As La Vere tells us the story of ancient Spiro that archaeologists have patched together, he also recounts a cautionary tale (really a tragedy) of archaeology and economics that took place in the 1930's when a group of down-and-outers decided to create a mining company to recover saleable objects from the Mounds. Depression-era American witnessed the rise of arrowhead collecting as a hobby along with big-budgeted local museums eager to purchase impressive examples of "Indian" artifacts for their shows. Laudably, La Vere points out the paradox that a mere fifty years earlier the American government was busily stamping out the last traces of Native-American culture, yet somehow prehistoric artifacts--dating from before the time of Sitting Bull, the Trail of Tears, Tecumseh and the other "trouble makers"--had become fair game for amassing and display. The end result of this dangerous mixture of available money in a time of general poverty, with a dash of the anti-intellectualism celebrated in American culture, was the spectacle of these uneducated half-dozen men destroying the great burial chamber at Spiro to sell the incredible artifacts that they haphazardly recovered for mere pennies on the dollar. In addition, to keep the Oklahoma state archaeologists from recovering more material, they spitefully dynamited what was left of the chamber.
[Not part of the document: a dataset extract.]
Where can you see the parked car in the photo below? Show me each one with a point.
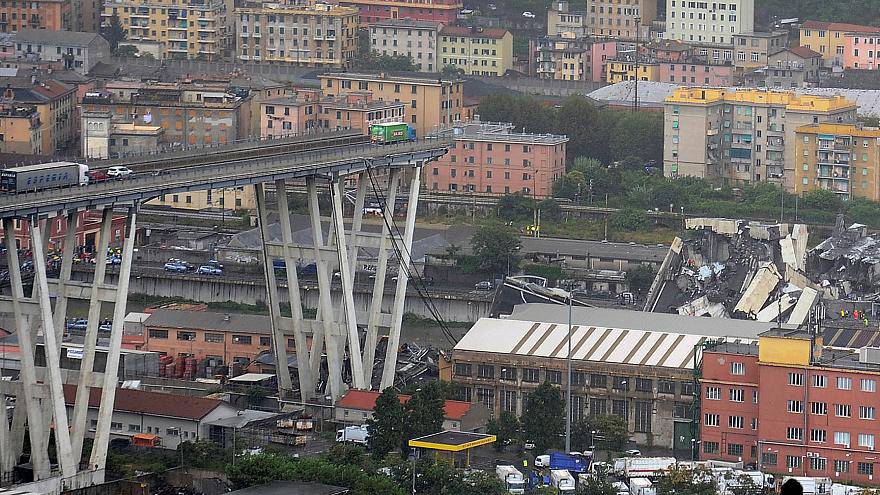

We will never know for sure what the original burial chamber was like though La Vere give us all the details of what those who were actively involved saw. No photographs were taken. No drawings were done. The opening of the mound was just--apparently--a scrimmage of greed. Think of all the information that was forever lost.

Some impressive artifacts were recovered, however, and photographs of these are included in the book. I was most intrigued by the fact that examples of 500 year old cloth were found and preserved.

This book is lucidly written in an attractive, informal style. Mr. La Vere can tell a story well--even one as saddening as this.